Che, per i pazienti cronici, propone un modello organizzativo articolato in quattro aree di presa in carico, secondo la loro stratificazione statistico-epidemiologica:
a) un’area per la gestione di uno strato della popolazione “sana o apparentemente sana” con un’attività di prevenzione, educazione e promozione della salute, a carico principalmente del Micro-team della medicina generale o pediatria di libera scelta, con la gestione delle cosiddette “acuzie semplici” attraverso una attività consulenziale da parte dello Specialista Ambulatoriale Interno, presso lo studio MMG, ambulatori o il domicilio,
b) un’area di presa in carico delle cronicità “semplici” sulla base di Percorsi Diagnostico Terapeutici Assistenziali (PDTA) di tipo specialistico territoriale attuabile sempre presso lo studio MMG/PLS, ambulatori o il domicilio,
c) un’area della gestione della cronicità “complessa” di tipo prettamente specialistico territoriale per la gestione di pazienti complessi (cardiopatici, pneumopatici, neurologici, diabetici, ecc.) sul territorio che non richiedano ricovero e siano gestibili nell’ambito dei percorsi strutturati di Cure Domiciliari, in RSA, ambulatori, presso Centri/Nuclei di Cure Intermedie e infine
d) un’area avanzata per casi gravi, terminali di cure palliative presso il domicilio (ADI/UOCP) Hospice, RSA o Nuclei dedicati (SLA, Alzheimer, ecc.)
Lo strumento elettivo per la realizzazione della presa in carico secondo tale modello è costituito dal Piano Assistenziale Individuale (PAI) elaborato dal Medico di Medicina Generale o dal Pediatra di Libera Scelta, con l’apporto delle necessarie consulenze specialistiche, monitorato individualmente e rimodulato secondo le necessità e le modalità evolutive del paziente, con il supporto degli adeguati mezzi tecnologico-digitali (electronic health records e telemedicina) particolarmente per le aree disagiate del Paese.

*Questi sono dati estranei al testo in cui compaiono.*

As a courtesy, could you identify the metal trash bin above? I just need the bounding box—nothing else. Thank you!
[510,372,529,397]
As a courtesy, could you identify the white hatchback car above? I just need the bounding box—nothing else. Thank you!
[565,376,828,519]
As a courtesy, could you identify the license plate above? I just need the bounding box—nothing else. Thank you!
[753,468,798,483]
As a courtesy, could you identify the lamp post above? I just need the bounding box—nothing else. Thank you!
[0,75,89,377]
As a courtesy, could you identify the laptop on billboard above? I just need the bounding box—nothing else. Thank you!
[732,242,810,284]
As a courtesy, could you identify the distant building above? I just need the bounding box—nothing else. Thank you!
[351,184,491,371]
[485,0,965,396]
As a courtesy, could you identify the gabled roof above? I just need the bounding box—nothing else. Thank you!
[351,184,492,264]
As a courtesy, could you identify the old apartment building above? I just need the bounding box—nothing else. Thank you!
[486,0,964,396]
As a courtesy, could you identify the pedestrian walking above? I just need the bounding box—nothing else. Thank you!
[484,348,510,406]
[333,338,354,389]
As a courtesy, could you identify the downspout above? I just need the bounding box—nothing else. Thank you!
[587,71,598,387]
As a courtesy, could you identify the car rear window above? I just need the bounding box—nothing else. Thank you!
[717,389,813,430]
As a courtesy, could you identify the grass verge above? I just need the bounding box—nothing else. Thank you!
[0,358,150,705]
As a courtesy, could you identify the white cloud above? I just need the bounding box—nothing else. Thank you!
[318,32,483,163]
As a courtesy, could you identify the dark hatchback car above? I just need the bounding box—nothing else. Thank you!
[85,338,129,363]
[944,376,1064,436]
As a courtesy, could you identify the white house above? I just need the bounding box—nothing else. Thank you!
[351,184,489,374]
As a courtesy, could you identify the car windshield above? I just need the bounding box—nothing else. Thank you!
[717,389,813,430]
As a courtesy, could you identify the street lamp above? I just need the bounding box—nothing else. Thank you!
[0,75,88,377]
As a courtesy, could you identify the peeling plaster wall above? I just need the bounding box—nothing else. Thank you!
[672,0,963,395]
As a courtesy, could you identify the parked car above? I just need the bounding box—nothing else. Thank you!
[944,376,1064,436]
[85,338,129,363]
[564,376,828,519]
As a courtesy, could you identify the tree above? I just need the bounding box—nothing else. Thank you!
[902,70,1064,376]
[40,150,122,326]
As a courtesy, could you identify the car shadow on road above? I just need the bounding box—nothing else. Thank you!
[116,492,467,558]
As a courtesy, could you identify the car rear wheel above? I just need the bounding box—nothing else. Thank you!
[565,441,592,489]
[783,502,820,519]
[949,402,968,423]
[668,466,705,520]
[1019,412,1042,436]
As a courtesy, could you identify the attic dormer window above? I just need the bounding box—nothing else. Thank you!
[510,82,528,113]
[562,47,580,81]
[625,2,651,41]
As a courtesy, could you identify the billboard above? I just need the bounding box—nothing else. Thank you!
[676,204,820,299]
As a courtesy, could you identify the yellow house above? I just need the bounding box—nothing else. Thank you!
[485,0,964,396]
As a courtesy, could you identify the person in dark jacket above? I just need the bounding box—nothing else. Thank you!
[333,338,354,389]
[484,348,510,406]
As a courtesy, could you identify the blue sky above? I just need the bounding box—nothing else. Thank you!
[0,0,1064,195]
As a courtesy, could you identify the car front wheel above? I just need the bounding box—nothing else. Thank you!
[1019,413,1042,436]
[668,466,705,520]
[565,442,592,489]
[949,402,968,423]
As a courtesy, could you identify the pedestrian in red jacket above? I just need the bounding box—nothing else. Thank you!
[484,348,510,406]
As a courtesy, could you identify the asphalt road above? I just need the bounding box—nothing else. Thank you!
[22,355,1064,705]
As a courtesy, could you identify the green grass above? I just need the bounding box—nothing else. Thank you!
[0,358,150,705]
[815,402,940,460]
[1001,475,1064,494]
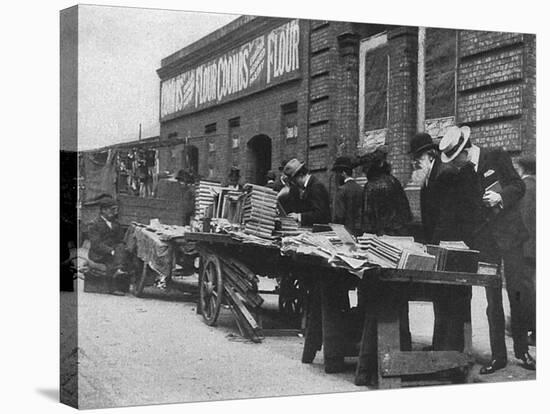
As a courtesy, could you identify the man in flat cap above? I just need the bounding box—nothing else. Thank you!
[332,157,363,236]
[227,166,243,191]
[88,195,127,296]
[439,126,536,375]
[283,158,330,226]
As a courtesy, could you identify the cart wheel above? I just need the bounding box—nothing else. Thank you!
[279,277,304,316]
[199,255,223,326]
[134,261,149,298]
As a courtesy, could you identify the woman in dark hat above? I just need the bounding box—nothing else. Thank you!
[361,146,412,236]
[355,145,412,385]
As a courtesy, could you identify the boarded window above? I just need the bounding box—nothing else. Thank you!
[364,46,388,131]
[425,29,456,119]
[281,102,298,140]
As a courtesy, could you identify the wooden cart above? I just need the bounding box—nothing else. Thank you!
[184,233,305,342]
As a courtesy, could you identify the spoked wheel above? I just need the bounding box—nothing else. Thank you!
[279,277,304,317]
[199,255,223,326]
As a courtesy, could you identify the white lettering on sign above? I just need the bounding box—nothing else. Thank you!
[267,20,300,83]
[160,20,300,118]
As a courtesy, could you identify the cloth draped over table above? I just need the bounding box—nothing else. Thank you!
[124,225,173,277]
[82,150,116,203]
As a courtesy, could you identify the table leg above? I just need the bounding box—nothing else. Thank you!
[376,286,402,389]
[302,281,323,364]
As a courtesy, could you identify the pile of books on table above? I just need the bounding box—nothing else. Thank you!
[241,184,277,238]
[357,234,436,270]
[195,180,222,220]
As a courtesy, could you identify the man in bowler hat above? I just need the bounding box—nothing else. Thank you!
[88,195,131,296]
[332,157,363,236]
[439,126,536,375]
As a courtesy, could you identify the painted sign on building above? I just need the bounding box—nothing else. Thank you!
[160,20,300,119]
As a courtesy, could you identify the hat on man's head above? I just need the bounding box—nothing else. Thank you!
[439,126,470,163]
[409,132,437,157]
[229,167,241,177]
[86,194,117,208]
[283,158,305,177]
[332,157,353,171]
[518,155,537,174]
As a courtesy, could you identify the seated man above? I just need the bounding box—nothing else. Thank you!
[88,195,126,296]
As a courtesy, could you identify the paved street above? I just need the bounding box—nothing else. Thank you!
[62,274,535,408]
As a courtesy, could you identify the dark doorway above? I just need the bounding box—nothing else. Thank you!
[246,135,271,185]
[181,145,199,175]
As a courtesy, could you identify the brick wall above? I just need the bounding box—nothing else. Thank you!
[457,30,535,158]
[386,27,418,184]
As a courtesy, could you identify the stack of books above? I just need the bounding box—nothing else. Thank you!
[357,234,436,270]
[242,184,277,238]
[195,180,222,220]
[357,234,403,269]
[426,242,479,273]
[215,187,242,223]
[275,216,302,237]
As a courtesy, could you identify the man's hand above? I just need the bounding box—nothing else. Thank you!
[288,213,302,223]
[483,190,502,207]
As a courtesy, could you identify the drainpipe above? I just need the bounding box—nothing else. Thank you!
[416,27,426,132]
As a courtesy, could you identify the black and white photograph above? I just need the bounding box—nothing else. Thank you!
[8,2,544,412]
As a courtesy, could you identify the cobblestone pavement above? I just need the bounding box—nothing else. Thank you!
[62,280,535,408]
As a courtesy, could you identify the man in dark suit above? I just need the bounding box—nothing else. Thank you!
[439,126,535,374]
[283,158,330,226]
[409,132,447,349]
[283,158,349,374]
[332,157,363,236]
[409,132,442,243]
[88,195,127,296]
[518,156,537,344]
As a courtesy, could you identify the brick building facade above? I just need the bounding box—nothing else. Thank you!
[158,16,535,190]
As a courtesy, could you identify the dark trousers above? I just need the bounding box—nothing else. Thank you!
[99,243,128,276]
[485,249,532,359]
[320,273,349,361]
[433,286,472,352]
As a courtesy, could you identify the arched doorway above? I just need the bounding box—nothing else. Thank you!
[246,134,271,185]
[181,145,199,175]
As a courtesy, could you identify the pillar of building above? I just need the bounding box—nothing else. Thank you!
[386,27,418,184]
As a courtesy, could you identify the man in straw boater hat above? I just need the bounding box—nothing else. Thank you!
[88,194,132,296]
[332,157,363,236]
[439,126,536,374]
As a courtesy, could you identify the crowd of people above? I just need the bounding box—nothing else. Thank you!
[273,126,536,374]
[89,122,536,376]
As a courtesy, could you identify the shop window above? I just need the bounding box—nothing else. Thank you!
[229,117,241,150]
[204,122,216,134]
[363,45,389,131]
[425,28,457,120]
[281,102,298,140]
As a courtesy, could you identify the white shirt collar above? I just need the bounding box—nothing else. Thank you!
[304,174,311,189]
[101,216,113,230]
[469,145,481,172]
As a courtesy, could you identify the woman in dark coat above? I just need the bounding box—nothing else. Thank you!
[362,148,412,236]
[355,147,412,385]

Altri target di intervento, la medicina scolastica, che, “organizzata e gestita dai Medici di medicina generale e dai pediatri di libera scelta, può essere presidio importante di prevenzione ed educazione sanitaria”. E poi, la continuità assistenziale, che andrebbe estesa anche alle ore diurne; l’esperienza maturata dalle Usca; gli Ospedali di Comunità, gli Hospice, le Rsa; le equipe specialistiche multiprofessionali; la telemedicina.
Infine, ma alla radice del tutto, la formazione e il necessario ricambio generazionale.
“La scarsa disponibilità di MMG, dotati dei requisiti professionali necessari allo svolgimento dell’attività e l’importante ricambio generazionale in atto devono far prevedere un adeguamento degli accessi e delle relative borse di studio al corso di formazione specifica in medicina generale, tuttora insufficienti, da decidere in accordo con la FNOMCeO sulla base di un’accurata programmazione di demografia professionale – afferma ancora il documento -. Andranno equiparati i contenuti economici delle borse di studio a quelli previste per le specialità universitarie, anche attraverso meccanismi retributivi legati all’inserimento in convenzione dei medici del corso di formazione specifica in medicina generale, compatibilmente con le esigenze dell’attività didattica e a integrazione della stessa”.
Sì, perché, secondo la Fnomceo, la riorganizzazione del territorio passa anche e soprattutto dal riconoscimento della Medicina Generale quale disciplina specialistica a tutti gli effetti.